LRVS-Fashion: Extending Visual Search with Referring Instructions (2306.02928v3)

Published 5 Jun 2023 in cs.CV

Abstract: This paper introduces a new challenge for image similarity search in the context of fashion, addressing the inherent ambiguity in this domain stemming from complex images. We present Referred Visual Search (RVS), a task allowing users to define more precisely the desired similarity, following recent interest in the industry. We release a new large public dataset, LRVS-Fashion, consisting of 272k fashion products with 842k images extracted from fashion catalogs, designed explicitly for this task. However, unlike traditional visual search methods in the industry, we demonstrate that superior performance can be achieved by bypassing explicit object detection and adopting weakly-supervised conditional contrastive learning on image tuples. Our method is lightweight and demonstrates robustness, reaching Recall at one superior to strong detection-based baselines against 2M distractors. The dataset is available at https://huggingface.co/datasets/Slep/LAION-RVS-Fashion .

Summary

The paper introduces a weakly-supervised conditional embedding method that boosts Recall@1 by 6% over traditional models.
It presents the LAION-RVS-Fashion dataset with 272K fashion products and 842K images, supporting evaluations with over 2M distractors.
The method uses a Vision Transformer conditioned by user input tokens to achieve precise, user-specific retrieval in complex image scenarios.

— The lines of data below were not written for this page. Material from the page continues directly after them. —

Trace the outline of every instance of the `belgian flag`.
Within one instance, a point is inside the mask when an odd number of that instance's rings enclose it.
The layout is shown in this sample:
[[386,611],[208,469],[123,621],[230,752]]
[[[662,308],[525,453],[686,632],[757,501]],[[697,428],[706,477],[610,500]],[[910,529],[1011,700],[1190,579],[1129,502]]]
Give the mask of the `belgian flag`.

Weakly-Supervised Conditional Embedding for Referred Visual Search

The paper introduces a novel approach to the problem of image similarity search within the fashion domain, characterized by the inherent complexity of defining similarity. The proposed method, termed Referred Visual Search (RVS), allows users to specify the kind of similarity desired, addressing the ambiguity stemming from multiple similarity metrics (e.g., color, style, pattern) that often plague image retrieval tasks in fashion.

Contributions

Two principal contributions are offered: the introduction of a new dataset, LAION-RVS-Fashion (LRVS-F), and a method for learning conditional embeddings through weakly-supervised training.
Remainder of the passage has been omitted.